Mike Huckabee announced his candidacy for the 2016 president election on Tuesday morning. The former Arkansas Governor broke the news in a speech at the University of Arkansas Community College in his hometown of Hope, Arkansas.
Huckabee's speech was reflective of his own political efforts to appeal to grass-roots support. According to the candidate, the working class is his main audience.
"It was here where I became the first male in my entire family lineage to graduate from high school at the very same campus that stands today right down on main street. It was from here that I went on to college at Ouachita Baptist University. It was also from here that I first ran for elected office when I ran for student council at Hope Junior High School. So it seems fitting that it would be here that I announce that I am a candidate for president of the United States of America," he said.
Huckabee was the host of a radio show as well as for Fox News before he withdrew from those positions to run for president. "I have walked away from my own income to do this, so I am not asking you for some sacrifice that I am not willing to make. I don't have a global foundation or a taxpayer funded check to live off of. I don't come from a family dynasty but a working family. I grew up blue collar, not blue blood," he said.
The candidate appealed to the working class; he needs their support because he is not supported by the rich, he said.
"I never have been and I am not going to be the favorite candidate of those in the Washington-to-Wall Street corridor of power. I will be funded and fueled, not by the billionaires, but by the working people across America that will find out that $15 and 25-dollar-a-month contributions can take us from hope to higher ground."
His platform involved implementing a "fair tax" in which most federal taxes would be eliminated and replaced with a national sales tax. Huckabee pushed for this plan back in 2008, but critics said that its implementation would place greater burden on the middle class.
In addition to economic issues, Huckabee's platform weighed heavily on moral issues. As a Southern Baptist minister, Mike Huckabee stressed that social issues are just as important, if not more, than economic topics.
"We have lost our way morally. We witness the slaughter of over 55 million babies in the name of choice and we are now threatening the foundation of religious liberty by criminalizing Christianity in demanding that we abandon biblical principles of natural marriage," he said.

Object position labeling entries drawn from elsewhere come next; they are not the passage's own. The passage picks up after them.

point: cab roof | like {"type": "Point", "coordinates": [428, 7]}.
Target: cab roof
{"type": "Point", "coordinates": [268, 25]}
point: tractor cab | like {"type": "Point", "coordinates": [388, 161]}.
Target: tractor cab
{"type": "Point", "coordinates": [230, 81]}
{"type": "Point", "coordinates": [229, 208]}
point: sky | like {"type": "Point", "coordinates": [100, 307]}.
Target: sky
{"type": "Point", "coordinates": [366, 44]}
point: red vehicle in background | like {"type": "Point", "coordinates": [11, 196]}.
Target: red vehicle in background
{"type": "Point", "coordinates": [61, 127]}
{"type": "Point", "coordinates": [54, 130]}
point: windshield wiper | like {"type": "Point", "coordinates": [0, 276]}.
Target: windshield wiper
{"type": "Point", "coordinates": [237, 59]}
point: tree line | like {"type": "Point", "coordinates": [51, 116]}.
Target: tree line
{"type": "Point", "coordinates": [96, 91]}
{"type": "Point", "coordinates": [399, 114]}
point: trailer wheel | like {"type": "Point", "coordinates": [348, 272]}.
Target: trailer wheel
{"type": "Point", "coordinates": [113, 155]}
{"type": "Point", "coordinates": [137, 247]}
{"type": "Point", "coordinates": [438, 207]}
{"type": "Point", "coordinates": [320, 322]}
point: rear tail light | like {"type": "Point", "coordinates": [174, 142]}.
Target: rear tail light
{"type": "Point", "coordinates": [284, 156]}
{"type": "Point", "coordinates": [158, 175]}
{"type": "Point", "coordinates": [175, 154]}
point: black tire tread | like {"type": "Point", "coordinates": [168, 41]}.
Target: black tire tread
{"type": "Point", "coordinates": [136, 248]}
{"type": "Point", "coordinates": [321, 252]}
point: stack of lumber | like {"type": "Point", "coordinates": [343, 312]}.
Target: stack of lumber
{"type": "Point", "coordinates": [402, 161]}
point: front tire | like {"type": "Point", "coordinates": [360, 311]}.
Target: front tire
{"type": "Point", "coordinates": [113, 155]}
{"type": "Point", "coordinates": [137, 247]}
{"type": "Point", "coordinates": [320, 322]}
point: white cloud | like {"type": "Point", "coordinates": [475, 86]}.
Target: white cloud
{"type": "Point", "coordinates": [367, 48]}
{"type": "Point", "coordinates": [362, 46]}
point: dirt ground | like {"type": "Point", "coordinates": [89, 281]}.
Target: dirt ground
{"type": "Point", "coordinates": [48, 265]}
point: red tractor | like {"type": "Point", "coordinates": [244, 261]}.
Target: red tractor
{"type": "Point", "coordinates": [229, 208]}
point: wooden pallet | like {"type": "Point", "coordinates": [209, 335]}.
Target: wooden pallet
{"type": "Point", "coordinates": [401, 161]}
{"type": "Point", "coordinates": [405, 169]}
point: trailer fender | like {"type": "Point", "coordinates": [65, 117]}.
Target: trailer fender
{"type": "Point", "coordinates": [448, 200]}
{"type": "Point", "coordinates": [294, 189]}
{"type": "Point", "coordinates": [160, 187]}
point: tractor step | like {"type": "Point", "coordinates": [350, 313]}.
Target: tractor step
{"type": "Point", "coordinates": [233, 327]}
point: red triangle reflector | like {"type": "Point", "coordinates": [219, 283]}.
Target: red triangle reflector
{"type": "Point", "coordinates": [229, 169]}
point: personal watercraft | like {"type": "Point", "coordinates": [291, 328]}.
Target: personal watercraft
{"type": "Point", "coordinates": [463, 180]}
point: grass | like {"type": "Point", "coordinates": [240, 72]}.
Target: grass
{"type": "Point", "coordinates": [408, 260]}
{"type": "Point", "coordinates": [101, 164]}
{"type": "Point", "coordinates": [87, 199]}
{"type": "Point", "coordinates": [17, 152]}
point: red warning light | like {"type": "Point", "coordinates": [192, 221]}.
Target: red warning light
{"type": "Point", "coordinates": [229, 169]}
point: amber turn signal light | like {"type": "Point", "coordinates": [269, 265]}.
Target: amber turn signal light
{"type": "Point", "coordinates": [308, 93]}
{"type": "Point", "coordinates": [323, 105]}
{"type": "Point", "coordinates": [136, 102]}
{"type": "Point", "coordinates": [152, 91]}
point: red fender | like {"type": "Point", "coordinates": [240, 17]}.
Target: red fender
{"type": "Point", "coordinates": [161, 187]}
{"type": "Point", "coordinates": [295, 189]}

"Many of our politicians have surrendered to the false god of judicial supremacy, which will allow black-robed, unelected judges the power to make law "” as well as enforce it "” upending the equality of our three branches of government as well as the separation of powers so very central to the Constitution. The Supreme Court is not the supreme being and they cannot overturn the laws of nature or of nature's God."
Huckabee, 59, won the Iowa caucus back in 2008 when he ran for president. The candidate enters into competition with many conservative candidates who are also aiming for the Republican nomination. The list includes Senators Ted Cruz of Texas, Rand Paul of Kentucky, Marc Rubio of Florida, retired neurosurgeon Ben Carson, and retired Hewlett Packard CEO Carly Fiorina.